История русских потерь в этой страшной борьбе еще не написана. Мимо нашего внимания прошел ряд фактов, которые определили наше прошлое и по всей вероятности будут определять наше будущее. Московская Русь платила поистине чудовищную цену в борьбе за свое индивидуальное «я» — платила эту цену постоянно и непрерывно. Постоянная армия Москвы равнялась в мирное время 200.000 в среднем — подымаясь в военное время до 400.000 и даже 500.000, а «военное время» почти не прерывалось. Налоги на содержание этой огромной, по тем временам, военной машины охватывали от налогоплательщика до «третьей деньги». В переводе на современный язык это означало бы, что Америка, имеющая в 30 раз больше населения, чем имела его Москва — содержала бы постоянную армию порядка шести или восьми миллионов, и только на эту армию тратила бы суммы от ста до ста пятидесяти миллиардов в год — не считая человеческих и материальных потерь от набегов и войн. И доводя эту армию в случаях серьезных войн, — до 12-15 миллионов, которых кто-то должен был кормить, обувать, одевать и вооружать. Можно предположить, что при московских геополитических условиях Америка просто перестала бы существовать, как государственно-индивидуальное «я». Оборона этого «я» и с востока, и с запада, и с юга, оборона и нации, и государства, и религии, и «личности», и «общества», и «тела», и «души» — все шло вместе. Отсюда идет некая монолитность московской политики. Отсюда же мы могли бы сделать и некоторые практические выводы.

Первый из них сводится к тому, что русский народ за всю свою одиннадцативековую историю всегда подчинял личные и групповые интересы интересам своего государственного бытия. Исключения — географические и хронологические, были очень редки: «некрасовские запорожцы» в Турции и переход большей половины русской аристократии на сторону Польши и католичества — в результате Люблинской Унии. Победа Наполеона в 1812 году почти наверняка и почти автоматически привела бы к ликвидации крепостного права в России, — фактически же 1812 год привел к ликвидации Наполеона. Приблизительно то же относится и к гитлеровскому походу, который массы могли бы рассматривать с точки зрения ликвидации колхозного права.

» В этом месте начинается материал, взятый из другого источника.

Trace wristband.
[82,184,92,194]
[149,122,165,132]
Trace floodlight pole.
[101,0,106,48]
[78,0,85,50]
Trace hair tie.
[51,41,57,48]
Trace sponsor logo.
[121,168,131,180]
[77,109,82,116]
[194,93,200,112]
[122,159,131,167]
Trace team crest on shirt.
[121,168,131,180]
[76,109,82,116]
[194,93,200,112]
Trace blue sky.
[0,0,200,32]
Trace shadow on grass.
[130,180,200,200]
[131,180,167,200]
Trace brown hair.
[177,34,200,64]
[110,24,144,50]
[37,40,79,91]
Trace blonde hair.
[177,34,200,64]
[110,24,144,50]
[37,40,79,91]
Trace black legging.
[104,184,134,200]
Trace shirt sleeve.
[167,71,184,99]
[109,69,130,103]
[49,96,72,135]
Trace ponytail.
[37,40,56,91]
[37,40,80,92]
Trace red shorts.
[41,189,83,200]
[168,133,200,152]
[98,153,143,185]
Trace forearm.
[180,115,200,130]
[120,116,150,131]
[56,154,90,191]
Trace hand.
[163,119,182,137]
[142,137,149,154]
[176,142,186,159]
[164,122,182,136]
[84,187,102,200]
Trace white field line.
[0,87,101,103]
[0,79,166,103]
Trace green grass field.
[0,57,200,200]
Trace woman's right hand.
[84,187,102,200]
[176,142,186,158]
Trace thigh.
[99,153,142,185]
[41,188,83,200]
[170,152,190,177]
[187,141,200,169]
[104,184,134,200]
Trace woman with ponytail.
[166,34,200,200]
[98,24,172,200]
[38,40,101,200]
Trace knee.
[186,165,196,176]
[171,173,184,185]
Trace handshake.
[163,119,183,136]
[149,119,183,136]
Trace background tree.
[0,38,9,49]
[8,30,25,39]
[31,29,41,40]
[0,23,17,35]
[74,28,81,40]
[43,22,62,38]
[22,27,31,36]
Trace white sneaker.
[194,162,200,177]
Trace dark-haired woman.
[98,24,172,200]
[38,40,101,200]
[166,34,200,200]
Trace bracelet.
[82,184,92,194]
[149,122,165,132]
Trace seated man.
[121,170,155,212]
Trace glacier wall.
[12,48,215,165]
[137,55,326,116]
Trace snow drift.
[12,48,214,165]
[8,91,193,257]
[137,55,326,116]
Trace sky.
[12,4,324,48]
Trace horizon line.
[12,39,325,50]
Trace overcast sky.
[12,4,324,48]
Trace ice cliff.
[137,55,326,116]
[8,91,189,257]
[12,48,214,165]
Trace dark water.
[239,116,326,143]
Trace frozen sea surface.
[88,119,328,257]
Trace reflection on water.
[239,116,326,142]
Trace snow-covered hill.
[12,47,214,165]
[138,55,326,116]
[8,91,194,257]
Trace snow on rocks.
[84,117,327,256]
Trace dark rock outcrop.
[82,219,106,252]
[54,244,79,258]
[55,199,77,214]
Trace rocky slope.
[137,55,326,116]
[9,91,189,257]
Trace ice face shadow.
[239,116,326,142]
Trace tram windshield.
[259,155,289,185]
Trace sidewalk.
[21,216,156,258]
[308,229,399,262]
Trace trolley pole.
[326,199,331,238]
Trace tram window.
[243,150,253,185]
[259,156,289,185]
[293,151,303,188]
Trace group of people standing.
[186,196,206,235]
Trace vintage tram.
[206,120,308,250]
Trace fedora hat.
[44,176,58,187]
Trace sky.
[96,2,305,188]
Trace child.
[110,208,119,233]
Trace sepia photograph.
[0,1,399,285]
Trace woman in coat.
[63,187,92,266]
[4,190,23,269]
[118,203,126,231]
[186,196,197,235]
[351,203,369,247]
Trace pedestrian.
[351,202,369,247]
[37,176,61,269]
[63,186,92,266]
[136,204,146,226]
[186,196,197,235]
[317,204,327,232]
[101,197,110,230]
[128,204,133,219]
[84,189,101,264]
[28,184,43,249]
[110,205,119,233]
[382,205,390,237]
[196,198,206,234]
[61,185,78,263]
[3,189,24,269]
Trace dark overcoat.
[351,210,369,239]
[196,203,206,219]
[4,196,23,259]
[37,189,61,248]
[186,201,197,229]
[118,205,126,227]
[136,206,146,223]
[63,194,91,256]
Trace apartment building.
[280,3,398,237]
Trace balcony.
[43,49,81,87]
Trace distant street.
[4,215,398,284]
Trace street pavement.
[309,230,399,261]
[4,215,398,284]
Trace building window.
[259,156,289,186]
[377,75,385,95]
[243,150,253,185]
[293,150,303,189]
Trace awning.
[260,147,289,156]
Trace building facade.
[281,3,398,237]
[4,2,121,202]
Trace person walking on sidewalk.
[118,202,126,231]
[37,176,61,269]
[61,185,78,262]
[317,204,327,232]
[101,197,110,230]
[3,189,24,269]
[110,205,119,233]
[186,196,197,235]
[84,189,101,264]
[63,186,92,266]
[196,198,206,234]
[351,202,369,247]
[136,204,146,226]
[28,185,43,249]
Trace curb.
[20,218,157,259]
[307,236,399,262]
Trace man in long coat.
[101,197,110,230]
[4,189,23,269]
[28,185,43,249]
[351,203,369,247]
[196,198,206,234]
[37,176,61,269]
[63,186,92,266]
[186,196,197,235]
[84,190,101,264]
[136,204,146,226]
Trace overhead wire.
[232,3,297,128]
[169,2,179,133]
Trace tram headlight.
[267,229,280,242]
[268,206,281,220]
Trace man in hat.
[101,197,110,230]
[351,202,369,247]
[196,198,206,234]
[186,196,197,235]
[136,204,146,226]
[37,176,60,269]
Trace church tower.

Приблизительно то же мы имеем право ожидать в Третью мировую войну. Плохо ли это, — хорошо ли это, — но факт остается фактом: «государство — это мы, а мы это государство». Даже и в том случае, если государство поставлено откровенно плохо.

Второй вывод: организационная сторона стройки русской государственности стояла выше, чем где бы то ни было и когда бы то ни было в мире. Приблизительно со времен Бисмарка общеевропейская мода привыкла считать Германию образцом организованности. Это в некоторой степени верно: Германия имеет наибольшие организационные способности в мире, — но после России. Две мировые войны проиграны вдребезги. От многовековой колонизационной работы в Балтике, Польше, Чехии и на Балканах — не осталось решительно ничего и даже не осталось шансов на возобновление этой работы. Наши казачьи войска было принято называть «иррегулярными», что не обозначает их неорганизованность. Немецкая кавалерия была организована до последней пуговицы. Наше «иррегулярное казачество» свою государственную задачу выполнило целиком. Самая «регулярная» в мире армия, — германская, — не выполнила никаких задач.